Lexical scoping is JavaScript's default way for handling variable scope. This comes into effect when var is used, function arguments, function name's, catch arguments, and probably some more (sorry for an incomplete list).

Functions reference: https://developer.mozilla.org/en-US/docs/Mozilla/Projects/SpiderMonkey/Parser_API#Functions

With our research, we found the following tokens to manage lexical scope:

  • FunctionDeclaration, function declared as a statement
    • Example: function main() { var item; }
      • main is the function and hello is a lexically scoped variable inside of main
  • FunctionExpression, function set to a variable
    • Example: var main = function () { var item; }
      • main is the function and hello is a lexically scoped variable inside of main
  • ArrowFunctionExpression
    • Warning: Inside of the SpiderMonkey API documenttion, this is ArrowExpression. However esprima-fb implements it as ArrowFunctionExpression
    • Example: (item) => item;
      • item is defined as an input parameter and remains scoped within the function

exports.block

Block scoping is a new form of scoping performed with a let keyword.
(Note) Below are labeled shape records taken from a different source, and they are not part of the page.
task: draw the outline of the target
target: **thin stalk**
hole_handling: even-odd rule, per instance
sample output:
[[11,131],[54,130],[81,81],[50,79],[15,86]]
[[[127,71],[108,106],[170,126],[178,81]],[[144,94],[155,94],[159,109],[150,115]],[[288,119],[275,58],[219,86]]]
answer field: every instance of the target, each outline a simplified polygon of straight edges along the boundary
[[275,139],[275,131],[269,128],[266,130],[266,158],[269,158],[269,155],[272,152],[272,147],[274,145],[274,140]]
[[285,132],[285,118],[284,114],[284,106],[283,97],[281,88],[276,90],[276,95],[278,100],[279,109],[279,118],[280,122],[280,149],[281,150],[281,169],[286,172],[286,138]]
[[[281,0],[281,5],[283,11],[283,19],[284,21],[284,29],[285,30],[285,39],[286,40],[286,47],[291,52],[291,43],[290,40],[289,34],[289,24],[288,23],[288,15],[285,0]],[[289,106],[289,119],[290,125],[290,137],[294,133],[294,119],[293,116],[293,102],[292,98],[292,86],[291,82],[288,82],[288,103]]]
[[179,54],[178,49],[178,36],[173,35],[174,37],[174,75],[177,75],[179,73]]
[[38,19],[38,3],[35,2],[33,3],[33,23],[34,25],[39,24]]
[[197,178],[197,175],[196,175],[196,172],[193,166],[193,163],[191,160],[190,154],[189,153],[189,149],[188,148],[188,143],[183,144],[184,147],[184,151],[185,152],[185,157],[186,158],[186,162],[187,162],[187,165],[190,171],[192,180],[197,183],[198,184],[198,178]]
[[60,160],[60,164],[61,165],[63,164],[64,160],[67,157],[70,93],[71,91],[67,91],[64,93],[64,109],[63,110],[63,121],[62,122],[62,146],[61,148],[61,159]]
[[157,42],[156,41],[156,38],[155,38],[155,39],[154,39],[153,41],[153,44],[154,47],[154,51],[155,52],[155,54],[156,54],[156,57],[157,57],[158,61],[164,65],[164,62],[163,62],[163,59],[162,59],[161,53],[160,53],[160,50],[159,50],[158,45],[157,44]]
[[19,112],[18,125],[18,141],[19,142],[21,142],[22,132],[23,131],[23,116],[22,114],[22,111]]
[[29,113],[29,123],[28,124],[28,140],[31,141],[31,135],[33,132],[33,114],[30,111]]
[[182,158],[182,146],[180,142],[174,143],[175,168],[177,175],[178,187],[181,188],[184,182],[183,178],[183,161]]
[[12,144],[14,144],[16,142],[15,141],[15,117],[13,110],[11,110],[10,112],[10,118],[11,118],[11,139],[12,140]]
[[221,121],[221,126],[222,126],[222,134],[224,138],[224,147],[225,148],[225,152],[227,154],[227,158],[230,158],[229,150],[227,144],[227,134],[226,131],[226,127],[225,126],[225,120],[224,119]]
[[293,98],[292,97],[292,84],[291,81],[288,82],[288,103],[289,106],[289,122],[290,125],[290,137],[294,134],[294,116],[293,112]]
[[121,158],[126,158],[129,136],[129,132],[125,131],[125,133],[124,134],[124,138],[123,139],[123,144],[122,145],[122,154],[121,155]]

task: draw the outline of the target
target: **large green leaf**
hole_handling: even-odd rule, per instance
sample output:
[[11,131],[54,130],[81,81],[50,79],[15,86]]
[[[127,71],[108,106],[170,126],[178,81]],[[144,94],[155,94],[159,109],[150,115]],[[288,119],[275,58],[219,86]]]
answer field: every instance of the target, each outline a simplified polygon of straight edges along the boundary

Instead of variables being scoped to functions, they are now scoped to block statements (e.g. any time we are between braces { ... }. For example, an if statement using let does not expose the variable to the rest of the program.

if (true) {
  let item;
}
// item is not declared nor defined

In its simplest form, the following is valid and block scoped:

{ let item; }

In addition to braces, loops that allow variable declarations scope let to their corresponding BlockStatement (section between braces):

for (let item = 'hello', i = 0; i < 10; i++) {
  item; // 'hello'
}
// item is not declared nor defined

Statement reference: https://developer.mozilla.org/en-US/docs/Mozilla/Projects/SpiderMonkey/Parser_API#Statements

With our research, we found the following tokens to manage block scope:

  • BlockStatement, section of braces
    • Example: { let item; }
      • item is scoped to the braces and not exposed outside of them
  • ForStatement, for loop
    • Example: for (let item; false; false) { /* Code goes here */ }
      • item is accessible within the loop and between the parentheses but not outside of the loop
  • ForInStatement, for in loop (iterates over each of the keys of an object)
    • Example: var obj = {hello: 'world'}; for (let key in obj) { /* Code goes here */ }
      • key is accessible within the loop and between the parentheses but not outside of the loop
  • ForOfStatement, for of loop (iterates over each of the values of an array)
    • Example: var arr = ['hello', 'world']; for (let val of arr) { /* Code goes here */ }
      • val is accessible within the loop and between the parentheses but not outside of the loop
  • CatchClause, catch handler of a try/catch/finally
    • Example: try { /* ... */ } catch (err) { /* ... */ }
      • err is accessible within the catch's BlockStatement but not outside of it
  • ComprehensionExpression, array comprehension (generate an array from another array)
    • Example: var arr1 = [1], arr2 = [val + 1 for (val of arr1)];
      • val is accessible within the comprehension (between the brackets [ ... ]) but not outside of it

Filesystem

If you would like to discover more by reading the source code, here are their corresponding purposes/information:

Contributing

In lieu of a formal styleguide, take care to maintain the existing coding style. Add unit tests for any new or changed functionality. Lint via grunt and test via npm test.

Donating

Support this project and others by twolfson via gratipay.

Support via Gratipay

Unlicense

As of Nov 04 2014, Todd Wolfson has released this repository and its contents to the public domain.

It has been released under the UNLICENSE.